Rugby has reached a crossing point. The unprecedented combination of strength and speed has become one of the thrills of the game. Twenty years ago, the international unveiling of New Zealand's Jonah Lomu at the Rugby World Cup was a serendipitous moment for a sport trying to establish itself as a professional entity. Anybody could understand and appreciate the sight of this huge and hugely impressive Kiwi trampling all over the best that England's public schools could offer up. Lomu was referred to in that word which is deemed praiseworthy only in the sporting lexicon: a freak. It turned out that he had merely presaged the future of the game.
There is something primal and darkly exciting about the possibility of a player like Bastareaud making smithereens of international defensive lines. He is the quintessence of the modern rugby player. Most of the time, the collisions are fine. These players spend morning after morning learning not just how to mete out tackles but how to absorb them.
It is okay for those who love the game of rugby to be largely clueless about what happens when two contemporary rugby players collide in a way that causes a head injury to one or both. But when you read of someone with the insight of Barry O’Driscoll – a former international player, an uncle of Brian O’Driscoll, a doctor and formerly the chief medical adviser to the IRB – quoted as saying, “These people are playing a new game, a different game and they are being experimented on,” then you have to pause. Something about that statement rings loud and true.
Glimmers of space
O’Driscoll has been banging this drum for some time and resigned his position with the IRB (now World Rugby) because of his unease at the way in which concussion cases are dealt with.
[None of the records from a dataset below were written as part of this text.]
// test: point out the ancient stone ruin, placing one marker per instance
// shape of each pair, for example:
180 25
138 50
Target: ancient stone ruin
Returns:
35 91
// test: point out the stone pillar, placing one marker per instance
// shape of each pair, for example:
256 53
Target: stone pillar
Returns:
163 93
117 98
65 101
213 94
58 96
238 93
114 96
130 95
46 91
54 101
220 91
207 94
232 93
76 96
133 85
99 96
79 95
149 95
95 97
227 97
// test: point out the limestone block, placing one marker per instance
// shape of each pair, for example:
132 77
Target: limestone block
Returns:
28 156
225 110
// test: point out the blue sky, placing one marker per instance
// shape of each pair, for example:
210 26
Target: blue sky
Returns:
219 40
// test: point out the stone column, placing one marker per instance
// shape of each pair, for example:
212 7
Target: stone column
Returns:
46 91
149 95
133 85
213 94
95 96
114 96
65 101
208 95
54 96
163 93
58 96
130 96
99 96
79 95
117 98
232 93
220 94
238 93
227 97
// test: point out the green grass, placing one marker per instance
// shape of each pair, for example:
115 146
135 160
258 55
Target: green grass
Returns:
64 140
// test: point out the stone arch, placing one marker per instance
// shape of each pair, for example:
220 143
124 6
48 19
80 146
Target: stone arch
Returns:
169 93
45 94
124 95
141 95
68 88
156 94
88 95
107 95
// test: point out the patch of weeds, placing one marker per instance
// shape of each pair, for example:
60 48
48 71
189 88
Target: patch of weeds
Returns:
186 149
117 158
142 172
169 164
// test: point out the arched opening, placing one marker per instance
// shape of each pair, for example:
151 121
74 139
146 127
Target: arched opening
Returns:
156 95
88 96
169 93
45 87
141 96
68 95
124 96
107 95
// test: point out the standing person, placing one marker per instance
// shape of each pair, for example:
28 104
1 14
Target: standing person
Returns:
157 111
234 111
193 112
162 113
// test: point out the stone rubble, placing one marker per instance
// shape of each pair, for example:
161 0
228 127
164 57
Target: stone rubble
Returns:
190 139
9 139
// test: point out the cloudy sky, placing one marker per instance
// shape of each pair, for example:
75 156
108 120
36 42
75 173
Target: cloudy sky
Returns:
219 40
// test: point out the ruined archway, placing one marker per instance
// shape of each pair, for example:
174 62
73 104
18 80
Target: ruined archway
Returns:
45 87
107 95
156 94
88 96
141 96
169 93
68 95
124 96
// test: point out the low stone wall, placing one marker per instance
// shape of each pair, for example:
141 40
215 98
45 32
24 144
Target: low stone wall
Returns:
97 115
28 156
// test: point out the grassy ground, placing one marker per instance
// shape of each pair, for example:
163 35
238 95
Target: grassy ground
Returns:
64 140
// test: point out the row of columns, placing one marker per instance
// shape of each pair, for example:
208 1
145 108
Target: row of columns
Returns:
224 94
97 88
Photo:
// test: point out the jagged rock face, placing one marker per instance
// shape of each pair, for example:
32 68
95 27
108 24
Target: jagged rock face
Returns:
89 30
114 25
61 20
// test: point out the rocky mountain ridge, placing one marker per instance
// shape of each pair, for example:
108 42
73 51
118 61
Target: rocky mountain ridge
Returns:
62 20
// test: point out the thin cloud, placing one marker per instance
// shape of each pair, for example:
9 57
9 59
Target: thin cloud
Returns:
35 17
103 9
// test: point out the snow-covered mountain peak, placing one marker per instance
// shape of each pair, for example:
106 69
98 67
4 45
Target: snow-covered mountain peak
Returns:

Rugby is a different game to that which his nephew played when he first lined out for Ireland against Scotland in the old Lansdowne Road. There were glimmers of space then through which to work magic.
The new order – the bulk, the defensive systems, the organisation – have all but made those vanish. The only way to create them is to bulldoze through opposition defences and then wreak havoc during those seconds when the defence is disorganised and rallying. The tactic is straight from the playbook of the American Civil War.
The hits have become part of the game. Somehow, rugby has carried something of the bloody-minded romance – the patriotism – of the amateur international tournament into the new game. Rugby is a brutally raw contest. That is what makes these afternoons so compelling and why rugby has never enjoyed such popularity.
Still, there is something bleak and reductive about the fact that France’s Philippe Saint-André, who as a player represented the triumph of the small guy – all fleet of mind and elusive running so lacking in the game now – will call upon his frightening centre to lower his shoulder and charge into Ireland’s number 10 again and again.
What Irish fan will not be slightly nervous for Sexton? He will be fine. The game will go on. But this week, something changed in rugby and the questions will grow louder. Has rugby become dangerous? Is it ethical to watch rugby as it is played today? And maybe soon it will be the turn of the Americans to watch Europe’s prestige collision sport and ask what may become an obvious question: hey, shouldn’t those guys be wearing helmets?